It is a long standing principle in trade secret law that “[a] trade secret can exist in a combination of characteristics and components, each of which, by itself, is in the public domain, but the unified process, design and operation … [makes it] a protectable secret.” Imperial Chem. Indus. v. Nat’l Distillers & Chem. Corp., 342 F.2d 737, 742 (2d Cir. 1965).
In a recent decision, the United States Court of Appeals for the Fourth Circuit reaffirmed protection of combination trade secrets in a case brought by software company AirFacts Inc., a developer and licensor of software around ticket price algorithms and audits, against a former employee for breach of contract and trade secret misappropriation. The trade secrets at issue involved two flowcharts displaying ticket prices rules derived from information in the public domain. In a bench trial, the Maryland district court ruled that the flowcharts contained public information and were widely available to AirFacts’ employees, and thus, these documents were not trade secrets under the Maryland Uniform Trade Secret Act (“MUTSA”).
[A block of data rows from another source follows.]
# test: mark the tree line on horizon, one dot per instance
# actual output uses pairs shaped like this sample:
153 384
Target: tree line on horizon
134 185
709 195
The Fourth Circuit disagreed, ruling that the flowcharts were protectable trade secrets and remanded the case back to the lower court to determine if the defendant misappropriated those documents. AirFacts Inc. v. Amezaga, No. 17-2092 (4th Cir. 2018).
The Fourth Circuit’s decision rested on three key points:
- The evidence at trial demonstrated that the information was not readily ascertainable to outsiders because defendant compiled the information in particular groupings and applied his expertise to create the flowcharts.
- The defendant’s painstaking, expert arrangement of the data made the flowcharts inherently valuable separate and apart from the publicly available contents.
- Plaintiff took reasonable steps to protect the flowcharts’ “confidential status outside of the normal scope of their restricted use within AirFacts’ business” and granted only “a few” employees access to the flowcharts. This case is a valuable reminder that trade secret protections can extend to a combination of information that is itself in the public domain.